Powershell 3 Cmdlets Hackerrank Solution Online

PowerShell 3.0 brought significant improvements to object handling and command structure. When solving HackerRank challenges, you will frequently rely on these cmdlets: Get-Command : Finds commands. Get-Member : Gets object properties and methods. Select-Object : Selects specific properties. Where-Object : Filters data. Sort-Object : Sorts objects.

Process list via Get-Process

Only items matching the criteria are allowed to pass to the final cmdlet. 3. Select-Object or Out-Host (Cmdlet #3) powershell 3 cmdlets hackerrank solution

The function should accept a string parameter $cmdlet and an optional string parameter $argument . Based on the value of $cmdlet , the function should execute the corresponding cmdlet with the provided $argument .

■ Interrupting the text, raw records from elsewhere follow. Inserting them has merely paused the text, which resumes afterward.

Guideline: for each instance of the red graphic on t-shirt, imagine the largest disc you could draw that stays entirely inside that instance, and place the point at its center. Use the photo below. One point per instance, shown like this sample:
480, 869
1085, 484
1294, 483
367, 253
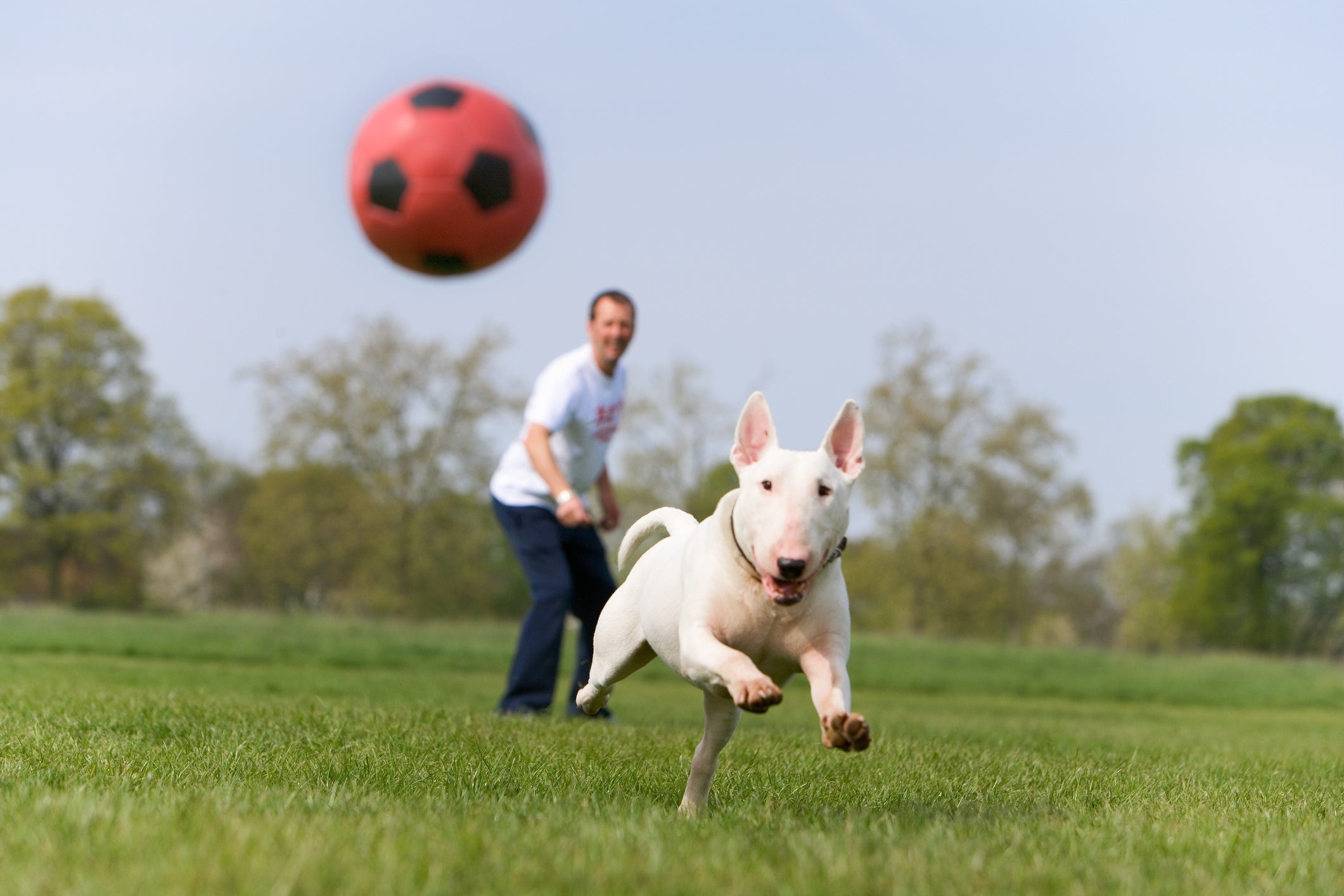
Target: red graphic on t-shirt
608, 418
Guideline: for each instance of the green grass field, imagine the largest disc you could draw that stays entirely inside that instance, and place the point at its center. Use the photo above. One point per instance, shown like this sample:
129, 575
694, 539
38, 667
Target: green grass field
297, 755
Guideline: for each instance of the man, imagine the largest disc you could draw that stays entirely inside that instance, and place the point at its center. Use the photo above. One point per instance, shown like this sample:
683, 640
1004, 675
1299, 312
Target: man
537, 494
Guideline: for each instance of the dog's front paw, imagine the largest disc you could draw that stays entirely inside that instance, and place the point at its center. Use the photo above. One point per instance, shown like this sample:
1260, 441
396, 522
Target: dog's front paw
756, 695
592, 699
846, 731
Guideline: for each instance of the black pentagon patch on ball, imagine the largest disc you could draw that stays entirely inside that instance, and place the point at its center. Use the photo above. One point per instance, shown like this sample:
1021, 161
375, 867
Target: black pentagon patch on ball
490, 181
437, 97
387, 184
440, 264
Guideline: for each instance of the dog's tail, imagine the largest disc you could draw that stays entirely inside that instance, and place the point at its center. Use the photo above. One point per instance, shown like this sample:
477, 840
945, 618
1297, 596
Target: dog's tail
664, 522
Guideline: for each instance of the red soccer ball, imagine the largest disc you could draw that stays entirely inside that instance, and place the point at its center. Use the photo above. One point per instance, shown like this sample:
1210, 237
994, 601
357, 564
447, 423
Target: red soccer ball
447, 177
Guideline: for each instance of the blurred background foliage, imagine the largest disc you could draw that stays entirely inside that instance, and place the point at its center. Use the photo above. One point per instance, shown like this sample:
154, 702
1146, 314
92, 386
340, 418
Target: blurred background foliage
370, 495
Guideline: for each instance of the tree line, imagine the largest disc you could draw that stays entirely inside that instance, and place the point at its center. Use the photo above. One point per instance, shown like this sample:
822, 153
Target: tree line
370, 495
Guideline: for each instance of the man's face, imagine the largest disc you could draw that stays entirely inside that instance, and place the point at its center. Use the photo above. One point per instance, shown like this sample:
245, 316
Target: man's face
610, 332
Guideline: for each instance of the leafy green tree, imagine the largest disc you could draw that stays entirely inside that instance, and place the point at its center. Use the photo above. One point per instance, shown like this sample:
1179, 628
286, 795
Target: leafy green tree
407, 421
315, 539
671, 426
1261, 565
982, 523
92, 461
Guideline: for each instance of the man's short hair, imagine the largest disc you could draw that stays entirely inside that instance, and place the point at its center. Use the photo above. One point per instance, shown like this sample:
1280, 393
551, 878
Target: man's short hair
616, 296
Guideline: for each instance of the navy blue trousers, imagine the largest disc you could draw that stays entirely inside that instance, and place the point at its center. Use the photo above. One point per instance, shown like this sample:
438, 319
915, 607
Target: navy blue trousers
566, 570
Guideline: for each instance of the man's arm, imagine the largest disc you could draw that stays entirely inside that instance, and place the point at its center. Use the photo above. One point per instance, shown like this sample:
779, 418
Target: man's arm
610, 509
538, 444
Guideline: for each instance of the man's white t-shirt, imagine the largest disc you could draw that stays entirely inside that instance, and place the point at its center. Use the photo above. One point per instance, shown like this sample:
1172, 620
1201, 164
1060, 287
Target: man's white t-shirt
581, 407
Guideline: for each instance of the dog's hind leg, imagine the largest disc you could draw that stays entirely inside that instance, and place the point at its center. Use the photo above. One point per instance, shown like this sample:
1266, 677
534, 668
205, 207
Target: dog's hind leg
618, 649
720, 720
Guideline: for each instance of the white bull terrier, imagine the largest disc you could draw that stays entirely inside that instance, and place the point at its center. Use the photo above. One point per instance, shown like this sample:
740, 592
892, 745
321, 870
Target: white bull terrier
752, 596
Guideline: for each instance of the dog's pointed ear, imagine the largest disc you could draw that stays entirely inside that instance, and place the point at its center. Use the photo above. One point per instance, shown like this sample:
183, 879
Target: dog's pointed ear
756, 433
845, 441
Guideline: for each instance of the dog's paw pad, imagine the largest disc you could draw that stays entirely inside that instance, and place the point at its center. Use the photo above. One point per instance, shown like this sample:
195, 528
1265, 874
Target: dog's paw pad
857, 730
846, 731
591, 699
757, 695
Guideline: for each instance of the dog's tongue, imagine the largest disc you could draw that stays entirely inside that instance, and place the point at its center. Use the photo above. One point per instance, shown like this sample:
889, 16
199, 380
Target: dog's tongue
784, 591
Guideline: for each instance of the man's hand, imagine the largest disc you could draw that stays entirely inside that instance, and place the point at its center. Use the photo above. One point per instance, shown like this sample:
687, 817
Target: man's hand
573, 513
610, 509
610, 512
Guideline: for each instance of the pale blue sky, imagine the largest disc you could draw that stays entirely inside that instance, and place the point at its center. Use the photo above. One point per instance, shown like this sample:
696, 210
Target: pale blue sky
1135, 210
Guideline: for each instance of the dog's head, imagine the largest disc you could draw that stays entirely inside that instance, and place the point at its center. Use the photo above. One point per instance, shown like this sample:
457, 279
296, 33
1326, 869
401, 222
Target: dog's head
793, 508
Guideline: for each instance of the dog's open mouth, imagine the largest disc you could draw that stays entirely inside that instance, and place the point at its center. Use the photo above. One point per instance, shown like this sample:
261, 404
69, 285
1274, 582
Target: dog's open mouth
785, 591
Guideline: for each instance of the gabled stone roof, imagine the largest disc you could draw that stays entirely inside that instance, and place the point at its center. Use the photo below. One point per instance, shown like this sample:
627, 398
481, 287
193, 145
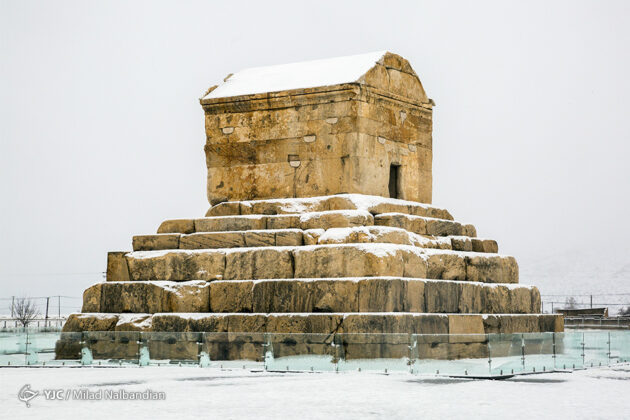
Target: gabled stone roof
381, 69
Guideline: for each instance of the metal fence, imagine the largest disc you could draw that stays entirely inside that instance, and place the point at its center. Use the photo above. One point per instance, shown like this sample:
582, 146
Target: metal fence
477, 355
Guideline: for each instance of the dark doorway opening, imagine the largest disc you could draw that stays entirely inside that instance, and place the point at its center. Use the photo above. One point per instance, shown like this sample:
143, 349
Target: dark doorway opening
394, 174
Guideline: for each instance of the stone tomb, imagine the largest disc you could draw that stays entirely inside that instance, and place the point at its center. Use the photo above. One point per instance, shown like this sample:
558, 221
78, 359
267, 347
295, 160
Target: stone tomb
319, 179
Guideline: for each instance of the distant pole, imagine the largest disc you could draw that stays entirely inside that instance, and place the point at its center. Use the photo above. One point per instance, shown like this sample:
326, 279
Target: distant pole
46, 319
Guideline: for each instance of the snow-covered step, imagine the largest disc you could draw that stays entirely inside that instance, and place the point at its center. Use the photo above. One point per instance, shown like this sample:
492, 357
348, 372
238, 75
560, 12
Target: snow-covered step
369, 294
291, 237
424, 225
317, 323
313, 220
315, 261
372, 204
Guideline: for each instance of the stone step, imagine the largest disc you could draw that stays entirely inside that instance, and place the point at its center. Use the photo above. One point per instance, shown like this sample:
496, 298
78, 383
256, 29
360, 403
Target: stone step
370, 294
338, 336
424, 225
317, 323
315, 261
297, 237
314, 220
373, 204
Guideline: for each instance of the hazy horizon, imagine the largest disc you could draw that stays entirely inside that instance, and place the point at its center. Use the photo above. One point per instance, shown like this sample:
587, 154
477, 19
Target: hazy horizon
102, 132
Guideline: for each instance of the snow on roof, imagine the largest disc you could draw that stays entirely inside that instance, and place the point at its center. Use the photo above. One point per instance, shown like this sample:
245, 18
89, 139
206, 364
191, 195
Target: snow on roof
307, 74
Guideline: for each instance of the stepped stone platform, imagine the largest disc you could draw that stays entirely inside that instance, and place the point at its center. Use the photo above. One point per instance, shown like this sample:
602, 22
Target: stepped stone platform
312, 230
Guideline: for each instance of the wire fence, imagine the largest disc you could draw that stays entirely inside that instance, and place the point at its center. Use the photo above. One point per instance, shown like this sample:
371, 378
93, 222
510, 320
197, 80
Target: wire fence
45, 306
616, 303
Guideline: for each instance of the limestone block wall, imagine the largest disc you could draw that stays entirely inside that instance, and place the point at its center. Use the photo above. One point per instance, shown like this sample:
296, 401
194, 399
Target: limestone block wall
321, 141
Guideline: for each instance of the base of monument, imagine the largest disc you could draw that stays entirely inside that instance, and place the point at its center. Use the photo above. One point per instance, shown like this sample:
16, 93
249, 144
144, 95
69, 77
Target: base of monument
252, 336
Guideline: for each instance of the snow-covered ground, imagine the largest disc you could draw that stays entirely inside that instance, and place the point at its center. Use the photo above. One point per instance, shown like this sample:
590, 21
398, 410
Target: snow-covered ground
193, 392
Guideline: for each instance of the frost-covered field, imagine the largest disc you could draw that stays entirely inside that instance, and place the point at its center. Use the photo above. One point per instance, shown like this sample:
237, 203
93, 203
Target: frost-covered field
225, 394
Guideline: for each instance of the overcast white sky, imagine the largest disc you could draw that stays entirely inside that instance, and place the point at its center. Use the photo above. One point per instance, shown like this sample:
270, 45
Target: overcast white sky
101, 131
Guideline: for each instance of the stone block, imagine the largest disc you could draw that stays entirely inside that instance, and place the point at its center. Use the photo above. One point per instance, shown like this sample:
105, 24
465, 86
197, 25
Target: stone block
485, 245
177, 226
469, 230
90, 322
442, 296
439, 227
156, 242
92, 299
231, 296
117, 268
265, 263
350, 261
461, 243
413, 224
335, 219
288, 238
227, 208
447, 266
260, 238
212, 240
491, 269
382, 295
230, 223
176, 265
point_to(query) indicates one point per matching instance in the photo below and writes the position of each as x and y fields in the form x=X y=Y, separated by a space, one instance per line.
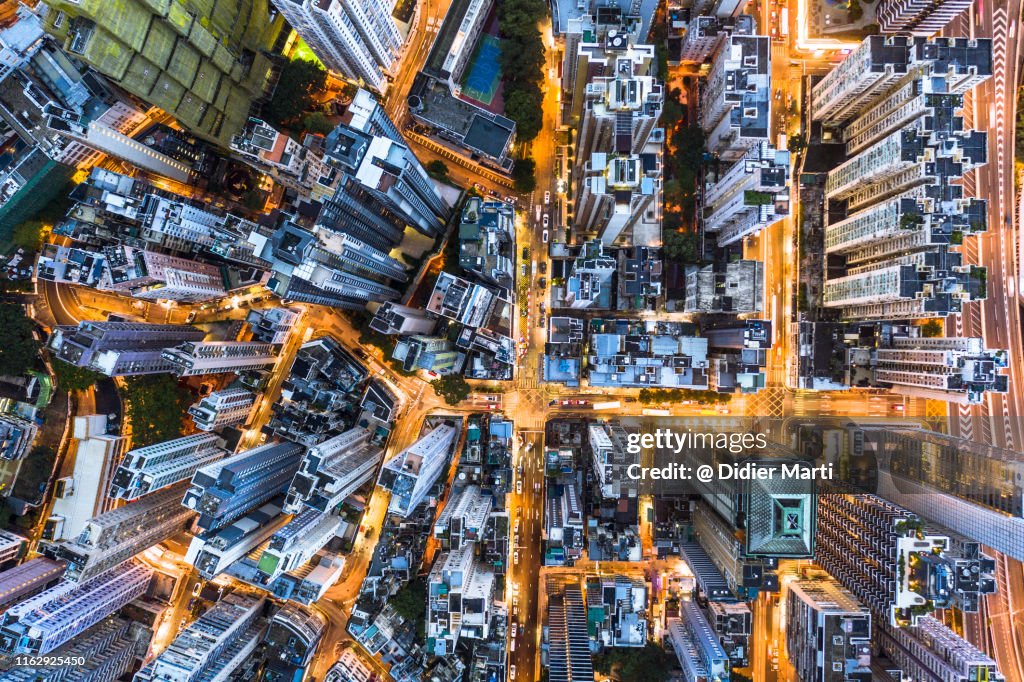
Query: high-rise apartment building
x=751 y=196
x=353 y=38
x=884 y=555
x=608 y=443
x=412 y=473
x=16 y=436
x=296 y=542
x=197 y=358
x=117 y=536
x=827 y=632
x=213 y=646
x=918 y=17
x=224 y=491
x=220 y=409
x=953 y=369
x=426 y=352
x=882 y=61
x=393 y=317
x=330 y=268
x=383 y=176
x=121 y=348
x=459 y=594
x=932 y=651
x=155 y=467
x=333 y=470
x=40 y=624
x=203 y=61
x=735 y=104
x=214 y=551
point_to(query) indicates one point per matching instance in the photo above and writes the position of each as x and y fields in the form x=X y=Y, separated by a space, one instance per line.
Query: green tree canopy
x=682 y=247
x=523 y=175
x=300 y=82
x=452 y=387
x=19 y=348
x=71 y=378
x=156 y=405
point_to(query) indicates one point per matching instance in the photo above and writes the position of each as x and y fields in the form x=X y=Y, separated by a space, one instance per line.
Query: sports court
x=484 y=74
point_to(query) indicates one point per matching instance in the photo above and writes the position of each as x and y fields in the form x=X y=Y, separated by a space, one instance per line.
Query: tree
x=452 y=387
x=523 y=175
x=437 y=168
x=300 y=82
x=931 y=329
x=316 y=123
x=682 y=247
x=19 y=348
x=798 y=143
x=156 y=405
x=29 y=235
x=72 y=378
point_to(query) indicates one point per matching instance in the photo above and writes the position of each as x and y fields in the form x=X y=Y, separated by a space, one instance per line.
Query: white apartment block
x=297 y=542
x=357 y=39
x=116 y=536
x=918 y=17
x=215 y=644
x=333 y=470
x=155 y=467
x=735 y=104
x=412 y=473
x=459 y=596
x=882 y=61
x=190 y=359
x=620 y=199
x=44 y=622
x=751 y=196
x=220 y=409
x=957 y=370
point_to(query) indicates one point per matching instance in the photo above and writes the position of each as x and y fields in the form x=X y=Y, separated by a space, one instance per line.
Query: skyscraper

: The $_ variable represents the current object in the pipeline, which is crucial for Where-Object script blocks. PowerShell 3

Where-Object $_ -match '^\[ERROR\]'

Ensure the script handles edge cases, such as empty inputs or specific naming conventions. Core PowerShell Concepts Required Select-Object : Selects specific properties

$average = $total / $validItems Write-Output $average

The challenge typically provides a dataset or asks you to interact with standard system information (such as processes, services, or log files). Your objective is to string together exactly three distinct PowerShell cmdlets using the pipeline operator ( | ) to achieve a specific data transformation.

It isolates only the specific processes that meet the test criteria.

HackerRank inputs are usually fed into your script as strings. If you need to perform mathematical calculations or numerical filtering, cast the pipeline variable explicitly to an integer using [int]$_ inside your Where-Object block.